A healthy lawn can store excess nutrients, filter water, and protect waterways. Fertilizer can be used to maintain soil health which provides nutrients for plants to grow. But take care not to use too much fertilizer and avoid spraying on hard surfaces like driveways and sidewalks because it can wash into nearby water bodies, degrading water quality and damaging wildlife. Grass clippings from mowing, when left in place, are a good natural source of fertilizer for the soil and can reduce the overall total fertilizer application required. A lawn with healthy turfgrass that is not cut too short will also be a good defense at preventing the growth of weeds.
Pests and disease can also impact the landscape. During warm and humid weather, disease can create spots on the lawn. Grubs in the soil can also cause damage to the grass identified by patches of dead grass. Consider using an Integrated Pest Management approach, which is a natural method of reducing harmful pests in the landscape. Examples include:
- Attracting beneficial insects (insects that will pollinate crops) to combat pests
- A high mowing height to reduce the area weeds can grow
- Limited amounts of pesticides applied during low pollinator activity
- Many universities have programs researching turfgrass to identify cultivars that are more water efficient. Two national organizations are working with them and others on testing protocols to help assess and identify cultivars that can withstand drought and use less water.

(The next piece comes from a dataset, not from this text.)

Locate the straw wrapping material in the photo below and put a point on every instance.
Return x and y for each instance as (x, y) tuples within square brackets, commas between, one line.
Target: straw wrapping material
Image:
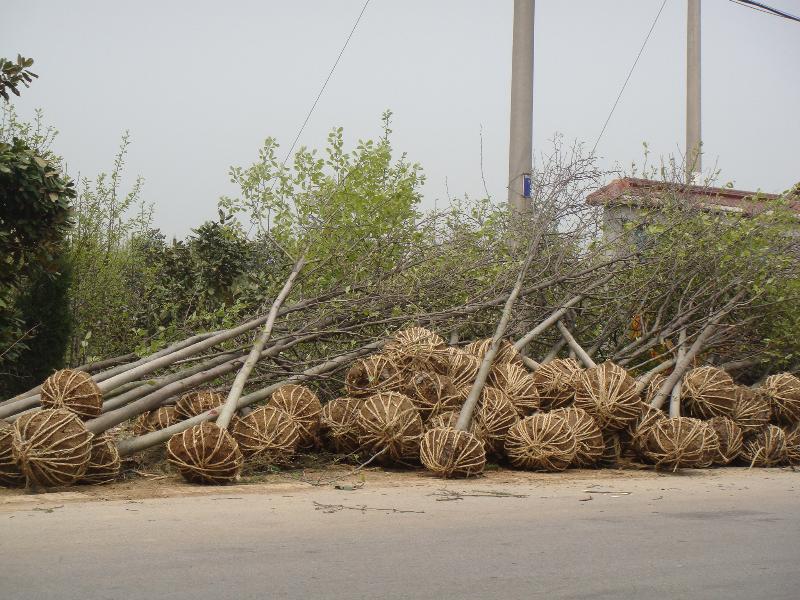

- The National Turfgrass Evaluation Program (NTEP)Exit is a cooperative effort between the non-profit NTEP, Inc., and the United States Department of Agriculture (USDA).
- The Turfgrass Water Conservation Alliance (TWCA)Exit is a non-profit organization seeking to improve the water efficiency of turfgrass.
- The National Turfgrass Federation and USDA partnered to develop the Grass Roots exhibit, an installation at the U.S. National Arboretum in Washington, DC
- The U.S. Golf Association has a research program on turfgrassExit to help it improve turfgrass species used on golf courses with a focus on cultivars that can perform well and use less water.